We grab the narrow steel trays that hold our beers and exit to find a shady spot on the patio. Slabs of concrete form perching spots but we grab a small table under a marquee. I’m sure this place is shoulder to shoulder at peak times. Each beer sits in front of a well designed card advertising its brand and varietal. In the style of a graphic novel, these cards are part marketing part collectible. A light seasonal release lager, a session-able IPA, a hoppy red ale, a deliciously bitter double IPA and an oatmeal stout are my introduction to Ninkasi and I’m happy to report that I like them all. It’s almost as if I can’t remember a time that I didn’t like craft beer.
When someone tells me that they don’t like beer, I can only assume they haven’t spent enough time tasting good craft beer.

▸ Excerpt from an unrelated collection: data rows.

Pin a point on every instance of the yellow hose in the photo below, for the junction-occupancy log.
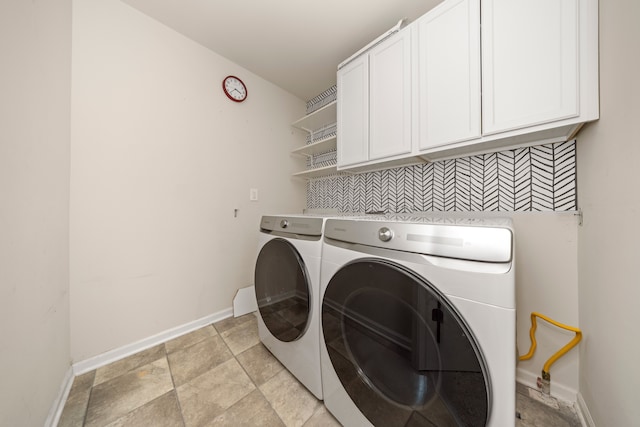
(559, 353)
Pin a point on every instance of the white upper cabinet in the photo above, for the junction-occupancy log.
(448, 51)
(481, 76)
(530, 69)
(374, 104)
(353, 112)
(390, 97)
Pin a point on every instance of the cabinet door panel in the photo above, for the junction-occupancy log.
(353, 112)
(529, 62)
(390, 97)
(449, 74)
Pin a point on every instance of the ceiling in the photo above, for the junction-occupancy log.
(295, 44)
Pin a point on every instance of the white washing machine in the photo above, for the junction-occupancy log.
(418, 321)
(287, 287)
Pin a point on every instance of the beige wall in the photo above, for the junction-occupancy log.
(160, 158)
(547, 283)
(35, 44)
(608, 178)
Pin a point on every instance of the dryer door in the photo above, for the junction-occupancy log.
(400, 349)
(282, 290)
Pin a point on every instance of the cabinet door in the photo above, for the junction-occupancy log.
(353, 112)
(449, 74)
(390, 97)
(529, 62)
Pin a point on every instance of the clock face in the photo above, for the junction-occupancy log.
(234, 88)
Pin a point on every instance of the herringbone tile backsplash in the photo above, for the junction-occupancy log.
(539, 178)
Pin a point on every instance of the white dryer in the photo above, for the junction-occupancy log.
(418, 321)
(287, 287)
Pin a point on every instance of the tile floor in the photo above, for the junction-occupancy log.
(221, 375)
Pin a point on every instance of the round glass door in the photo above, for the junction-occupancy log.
(400, 349)
(282, 290)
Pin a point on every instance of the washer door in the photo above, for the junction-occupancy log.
(282, 290)
(400, 349)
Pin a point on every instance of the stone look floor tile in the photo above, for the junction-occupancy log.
(219, 389)
(75, 407)
(161, 412)
(259, 363)
(232, 322)
(322, 418)
(252, 410)
(114, 398)
(241, 337)
(209, 395)
(188, 363)
(127, 364)
(290, 399)
(190, 339)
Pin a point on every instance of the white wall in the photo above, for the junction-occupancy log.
(35, 44)
(547, 283)
(160, 158)
(608, 155)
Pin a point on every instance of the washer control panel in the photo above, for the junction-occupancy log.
(385, 234)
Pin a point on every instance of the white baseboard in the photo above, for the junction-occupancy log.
(583, 412)
(129, 349)
(245, 301)
(58, 404)
(559, 391)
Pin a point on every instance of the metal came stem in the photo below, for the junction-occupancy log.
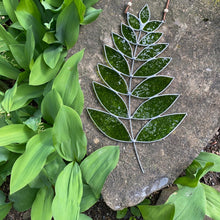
(129, 106)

In fact, I have made it a challenge in the past to convert people. Beer can be sweet, it can be dry, it can be bitter and it can be light. Beer can be almost anything. I’ve had a beer so aged that it was thick and syrupy like a fortified wine. I’ve served a lambic style beer in champagne flutes so that guests assumed it was a sparkling wine.
Slightly disappointed not to be able to stay longer, we leave our now empty paddles behind, the cards liberated as souvenirs and head back towards the car. This is another bar that we would want as a local if we lived nearby.
‘Hashtag, our new favourite place?’ I propose, not for the first time this trip.